53. Mr. Vagal has relied upon the Judgments of this Court and particularly in the case of Faijan Rizvan Khan & Anr. Vs. State of Maharashtra in Criminal Appeal No.336 of 2005, decided on 7th July, 2010, reported in 2010 ALL MR (Cri) 2742. I have relied upon the very principle which has been reiterated in this case in acquitting the present Appellant for the offences punishable under Section 489-D of the Indian Penal Code. However, the conviction and sentence under Sections 489-B and 489-C of the Indian Penal Code is upheld by the learned Single Judge and equally by me in this case because the finding in that behalf was in consonance with the oral and documentary evidence.
54. As far as the decision of the Division Bench in the case of Ashraf Hussain Shah Vs. State of Maharashtra, reported in 1996 CRI. L. J. 3147, is concerned, the principle therein in so far as non-examination of material witness is concerned, has been relied upon by me.

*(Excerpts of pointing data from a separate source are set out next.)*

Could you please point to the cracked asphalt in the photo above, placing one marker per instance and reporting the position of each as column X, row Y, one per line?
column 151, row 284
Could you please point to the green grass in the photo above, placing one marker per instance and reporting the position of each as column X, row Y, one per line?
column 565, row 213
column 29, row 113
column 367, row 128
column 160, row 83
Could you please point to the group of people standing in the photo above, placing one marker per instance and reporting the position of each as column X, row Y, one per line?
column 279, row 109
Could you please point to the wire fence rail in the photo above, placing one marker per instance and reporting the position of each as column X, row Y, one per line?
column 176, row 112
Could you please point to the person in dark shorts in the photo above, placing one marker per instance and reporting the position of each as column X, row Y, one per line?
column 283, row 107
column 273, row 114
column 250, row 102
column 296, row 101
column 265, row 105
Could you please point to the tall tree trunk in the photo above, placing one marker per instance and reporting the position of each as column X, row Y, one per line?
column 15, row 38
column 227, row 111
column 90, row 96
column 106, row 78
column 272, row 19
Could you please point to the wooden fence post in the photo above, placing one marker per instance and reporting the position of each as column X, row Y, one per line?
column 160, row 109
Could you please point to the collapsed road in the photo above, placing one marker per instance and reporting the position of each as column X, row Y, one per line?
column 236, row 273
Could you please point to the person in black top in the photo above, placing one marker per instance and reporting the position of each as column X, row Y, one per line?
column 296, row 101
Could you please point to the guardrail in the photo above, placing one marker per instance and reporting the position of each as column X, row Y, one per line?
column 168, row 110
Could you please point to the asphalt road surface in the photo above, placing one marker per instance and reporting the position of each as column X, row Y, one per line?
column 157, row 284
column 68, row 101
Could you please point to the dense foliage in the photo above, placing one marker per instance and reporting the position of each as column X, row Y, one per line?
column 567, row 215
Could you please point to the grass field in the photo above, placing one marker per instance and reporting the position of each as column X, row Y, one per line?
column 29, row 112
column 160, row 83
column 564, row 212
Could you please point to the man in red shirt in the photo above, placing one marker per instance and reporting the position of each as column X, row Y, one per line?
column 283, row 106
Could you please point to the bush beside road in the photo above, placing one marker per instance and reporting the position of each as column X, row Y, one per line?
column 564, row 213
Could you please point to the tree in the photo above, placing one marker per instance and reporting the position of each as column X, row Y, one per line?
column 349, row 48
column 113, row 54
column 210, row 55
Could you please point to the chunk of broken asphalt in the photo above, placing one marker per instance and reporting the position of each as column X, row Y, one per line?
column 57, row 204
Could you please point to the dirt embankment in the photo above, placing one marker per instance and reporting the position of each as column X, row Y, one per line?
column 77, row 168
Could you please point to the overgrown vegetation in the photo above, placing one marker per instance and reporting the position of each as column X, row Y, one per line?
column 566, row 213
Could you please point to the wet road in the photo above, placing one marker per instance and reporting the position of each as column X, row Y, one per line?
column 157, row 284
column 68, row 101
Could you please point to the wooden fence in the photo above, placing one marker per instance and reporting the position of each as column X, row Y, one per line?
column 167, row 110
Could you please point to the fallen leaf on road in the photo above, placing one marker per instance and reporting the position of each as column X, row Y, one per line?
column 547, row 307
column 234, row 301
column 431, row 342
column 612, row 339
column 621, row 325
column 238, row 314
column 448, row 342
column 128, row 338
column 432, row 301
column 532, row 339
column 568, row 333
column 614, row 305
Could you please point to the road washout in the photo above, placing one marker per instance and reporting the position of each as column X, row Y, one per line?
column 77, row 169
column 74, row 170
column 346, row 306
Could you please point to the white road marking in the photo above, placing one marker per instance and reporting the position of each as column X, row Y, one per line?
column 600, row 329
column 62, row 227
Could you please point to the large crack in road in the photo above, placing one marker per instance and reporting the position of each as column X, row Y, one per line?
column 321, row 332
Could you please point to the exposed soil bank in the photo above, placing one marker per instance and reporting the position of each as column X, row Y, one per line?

55. The Hon'ble Supreme Court has held that all witnesses of the Prosecution need not be called but it is important that witnesses whose evidence is essential for unfolding the narrative should be called. In this case, non-examination of PI Giri was thus fatal to the Prosecution. There is no explanation forthcoming as to why he was not examined. In such circumstances, the reliance placed on these two Judgments by Mr. Vagal is apposite. I have taken assistance of these very Judgments in allowing this Criminal Appeal partially.